The European Commission has tried to address this by establishing a clinical trials portal, which acts as an EU-wide database for clinical trial data. The aim of this tool is to allow patients and researchers to benefit from studies conducted elsewhere and avoid unnecessary duplication.

LuCE is trying to raise awareness of the importance of clinical trials for cancer patients and is pushing national bodies to establish tailored programmes across the EU, using a mixture of education for doctors and nurses and advocacy, Vallone said.

The benefits of prevention

Twelve million EU citizens were diagnosed with cancer in 2008, a figure expected to rise to 21.4 million by 2030. Lung cancer has the highest economic cost of all cancers in Europe, with much of the cost incurred outside the healthcare sector, highlighting the need for an approach that addresses both prevention and treatment.

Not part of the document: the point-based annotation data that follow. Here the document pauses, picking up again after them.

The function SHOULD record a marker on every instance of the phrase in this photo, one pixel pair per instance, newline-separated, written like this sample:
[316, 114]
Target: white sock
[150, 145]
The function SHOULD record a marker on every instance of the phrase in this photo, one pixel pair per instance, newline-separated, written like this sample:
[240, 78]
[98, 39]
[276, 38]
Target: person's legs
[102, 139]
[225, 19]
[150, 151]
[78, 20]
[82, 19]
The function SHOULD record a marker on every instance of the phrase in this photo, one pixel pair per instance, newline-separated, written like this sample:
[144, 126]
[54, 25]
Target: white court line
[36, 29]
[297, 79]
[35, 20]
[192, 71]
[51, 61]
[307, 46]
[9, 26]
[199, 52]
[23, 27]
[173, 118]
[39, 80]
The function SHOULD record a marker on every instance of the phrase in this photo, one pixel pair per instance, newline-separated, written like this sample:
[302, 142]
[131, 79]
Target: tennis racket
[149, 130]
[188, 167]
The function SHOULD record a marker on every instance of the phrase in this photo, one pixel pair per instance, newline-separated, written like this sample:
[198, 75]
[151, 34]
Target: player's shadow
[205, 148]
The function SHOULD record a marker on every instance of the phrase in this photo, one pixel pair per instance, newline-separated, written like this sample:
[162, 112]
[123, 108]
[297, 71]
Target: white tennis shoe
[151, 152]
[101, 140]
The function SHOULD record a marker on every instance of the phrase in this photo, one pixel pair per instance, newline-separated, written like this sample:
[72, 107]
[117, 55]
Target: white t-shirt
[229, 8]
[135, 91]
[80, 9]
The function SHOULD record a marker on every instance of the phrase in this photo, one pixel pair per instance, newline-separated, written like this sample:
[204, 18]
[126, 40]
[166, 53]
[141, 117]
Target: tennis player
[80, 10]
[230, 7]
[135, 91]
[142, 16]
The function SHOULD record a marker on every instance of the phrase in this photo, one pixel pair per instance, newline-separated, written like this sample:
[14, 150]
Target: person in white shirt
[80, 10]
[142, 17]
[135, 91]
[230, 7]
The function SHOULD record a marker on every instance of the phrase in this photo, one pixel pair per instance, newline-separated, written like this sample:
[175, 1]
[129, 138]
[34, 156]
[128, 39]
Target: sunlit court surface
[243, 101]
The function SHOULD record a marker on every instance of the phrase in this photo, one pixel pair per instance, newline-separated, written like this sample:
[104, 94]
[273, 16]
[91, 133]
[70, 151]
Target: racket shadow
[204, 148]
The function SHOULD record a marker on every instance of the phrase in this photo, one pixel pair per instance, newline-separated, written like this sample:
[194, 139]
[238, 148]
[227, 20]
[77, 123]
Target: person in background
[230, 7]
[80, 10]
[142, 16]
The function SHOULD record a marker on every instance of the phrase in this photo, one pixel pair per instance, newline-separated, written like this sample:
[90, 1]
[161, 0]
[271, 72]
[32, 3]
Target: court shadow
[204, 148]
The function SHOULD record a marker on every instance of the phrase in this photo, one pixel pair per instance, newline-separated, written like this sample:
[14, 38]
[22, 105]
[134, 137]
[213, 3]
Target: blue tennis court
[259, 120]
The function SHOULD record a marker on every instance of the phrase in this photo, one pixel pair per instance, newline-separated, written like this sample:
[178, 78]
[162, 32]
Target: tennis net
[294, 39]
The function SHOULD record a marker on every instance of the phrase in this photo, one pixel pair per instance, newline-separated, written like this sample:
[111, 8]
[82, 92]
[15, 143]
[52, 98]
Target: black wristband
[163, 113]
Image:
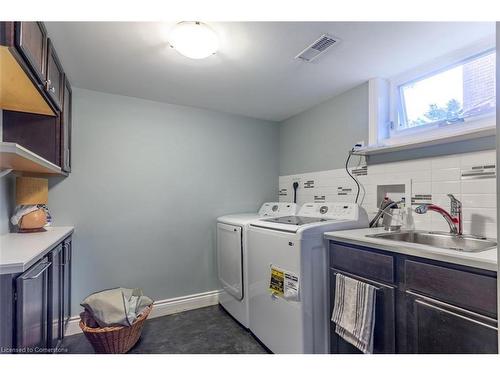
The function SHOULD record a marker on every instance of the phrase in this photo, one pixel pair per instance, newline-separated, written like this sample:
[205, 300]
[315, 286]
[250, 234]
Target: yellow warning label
[277, 282]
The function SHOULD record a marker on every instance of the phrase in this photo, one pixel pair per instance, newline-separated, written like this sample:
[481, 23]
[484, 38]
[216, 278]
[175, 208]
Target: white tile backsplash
[436, 176]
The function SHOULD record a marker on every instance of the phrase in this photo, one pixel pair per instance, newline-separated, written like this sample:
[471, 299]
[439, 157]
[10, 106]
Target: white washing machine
[288, 268]
[232, 257]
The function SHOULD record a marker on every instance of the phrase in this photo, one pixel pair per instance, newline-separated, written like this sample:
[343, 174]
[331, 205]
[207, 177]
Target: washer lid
[296, 220]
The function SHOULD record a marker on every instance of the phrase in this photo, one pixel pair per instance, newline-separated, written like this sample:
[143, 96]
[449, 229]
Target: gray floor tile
[209, 330]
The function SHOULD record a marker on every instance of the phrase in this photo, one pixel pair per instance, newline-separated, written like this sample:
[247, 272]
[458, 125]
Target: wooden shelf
[17, 92]
[466, 135]
[18, 158]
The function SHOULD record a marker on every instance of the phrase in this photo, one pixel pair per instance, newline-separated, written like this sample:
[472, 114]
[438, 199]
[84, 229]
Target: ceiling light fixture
[194, 40]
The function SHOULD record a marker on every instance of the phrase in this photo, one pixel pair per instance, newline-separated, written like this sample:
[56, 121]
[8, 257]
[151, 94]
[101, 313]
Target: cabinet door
[56, 296]
[55, 76]
[32, 307]
[384, 331]
[438, 328]
[31, 42]
[66, 127]
[66, 282]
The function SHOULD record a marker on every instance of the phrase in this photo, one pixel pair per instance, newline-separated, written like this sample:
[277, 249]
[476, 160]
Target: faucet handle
[456, 205]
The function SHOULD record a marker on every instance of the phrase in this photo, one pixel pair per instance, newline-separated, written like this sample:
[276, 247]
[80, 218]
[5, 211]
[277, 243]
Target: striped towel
[354, 312]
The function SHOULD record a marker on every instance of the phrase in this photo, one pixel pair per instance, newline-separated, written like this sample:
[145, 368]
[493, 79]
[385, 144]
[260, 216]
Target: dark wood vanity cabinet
[384, 340]
[422, 306]
[36, 304]
[434, 327]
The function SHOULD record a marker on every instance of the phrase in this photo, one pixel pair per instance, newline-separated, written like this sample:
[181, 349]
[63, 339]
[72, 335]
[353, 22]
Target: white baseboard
[163, 307]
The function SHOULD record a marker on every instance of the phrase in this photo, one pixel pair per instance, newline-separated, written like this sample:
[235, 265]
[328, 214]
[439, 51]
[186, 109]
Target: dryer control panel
[330, 210]
[278, 209]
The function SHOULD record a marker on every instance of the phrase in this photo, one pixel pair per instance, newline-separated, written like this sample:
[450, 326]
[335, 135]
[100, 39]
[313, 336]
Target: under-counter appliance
[232, 256]
[288, 286]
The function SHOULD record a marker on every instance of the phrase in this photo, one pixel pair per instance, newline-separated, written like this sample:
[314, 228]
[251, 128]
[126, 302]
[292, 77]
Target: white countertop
[485, 260]
[19, 251]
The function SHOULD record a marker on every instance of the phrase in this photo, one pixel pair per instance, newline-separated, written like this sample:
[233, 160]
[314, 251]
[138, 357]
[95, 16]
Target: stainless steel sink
[471, 244]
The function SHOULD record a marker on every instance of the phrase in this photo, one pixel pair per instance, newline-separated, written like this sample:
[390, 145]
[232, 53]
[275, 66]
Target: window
[450, 97]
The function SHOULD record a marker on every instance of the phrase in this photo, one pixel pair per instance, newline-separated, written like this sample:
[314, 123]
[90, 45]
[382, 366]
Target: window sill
[385, 149]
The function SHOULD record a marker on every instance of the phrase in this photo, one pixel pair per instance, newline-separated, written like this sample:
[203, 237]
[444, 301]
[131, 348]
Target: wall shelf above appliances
[385, 149]
[20, 159]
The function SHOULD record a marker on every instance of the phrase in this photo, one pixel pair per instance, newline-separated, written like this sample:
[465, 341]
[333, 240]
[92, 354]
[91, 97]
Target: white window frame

“Just 27% of cancer-related healthcare costs are attributable to drug expenditure,” according to LuCE.

Lung cancer is largely caused by environmental or lifestyle factors such as smoking and air pollution, so prevention policies that aim to limit citizens’ exposure to carcinogens have proved to be a highly effective way to reduce incidence of the disease.

Europe must do more to stamp out lung cancer stigma

Lung cancer is the leading cause of cancer death in the EU and 267,700 people die from it each year across Europe. MEPs and cancer activists call for more to be done to tackle the burden of this disease on the individuals diagnosed, their families and our society.

Following a 2008 European Council decision to act to reduce the burden of cancer, the European Commission launched in 2009 the European Partnership for Action Against Cancer (EPAAC) to help member states develop national plans to control cancer levels.

But once again, distribution of these policies around the EU is highly unequal, favouring the inhabitants of the bloc’s better-off western member states. The Commission stressed that awareness raising campaigns are member state competence and that they work best when the national context is taken into account, yet only eight EU countries have specific plans to reduce instances of lung cancer.

The LuCE report highlights the efforts of Slovenia, which has invested in infrastructure to improve the treatment of patients with suspected lung cancer, and Austria, which has successfully taken measures to cut exposure to carcinogens and reduce smoking rates.

The report also stresses the importance of smoke-free policies in bars for the health of customers and workers, and points out that smoking bans in Ireland and Scotland have improved indoor air quality by around 85%, which has had a significant impact on instances of cardiovascular diseases. The full effect on citizens’ health will become clear over the coming decades.

In eastern Europe on the other hand, the picture is quite different. Most countries have no specific measures to tackle lung cancer and those that do, such as Poland, often adopt an unhelpful, punitive approach. Polish smokers who want to quit are entitled to one support consultation, but if they relapse and want to try quitting again in the future, no help is available.

Experts agree that tackling cancer effectively and ensuring equality of treatment requires greater cooperation at all levels. “To tackle [lung cancer] a much more harmonised approach is required,” said Tanja Cufer, a professor of oncology in Slovenia.

“One of the main tasks of the European Union [should be] to try to address this important issue that still affects a lot of countries, mostly in the south and eastern Europe, and mostly the young generation,” said Vallone. She stressed that targeted anti-smoking campaigns were an effective way to reduce the damage caused by tobacco but said “we should use standard messages delivered by the European institutions”.

Commission sources told EURACTIV that EU countries spend on average only 3% of their healthcare budgets on health promotion and disease prevention strategies, “which is not enough”.

“The Commission urges EU countries to invest in prevention so that they will pay less in treatment in the future. The Commission also encourages member States to integrate health considerations across policies.”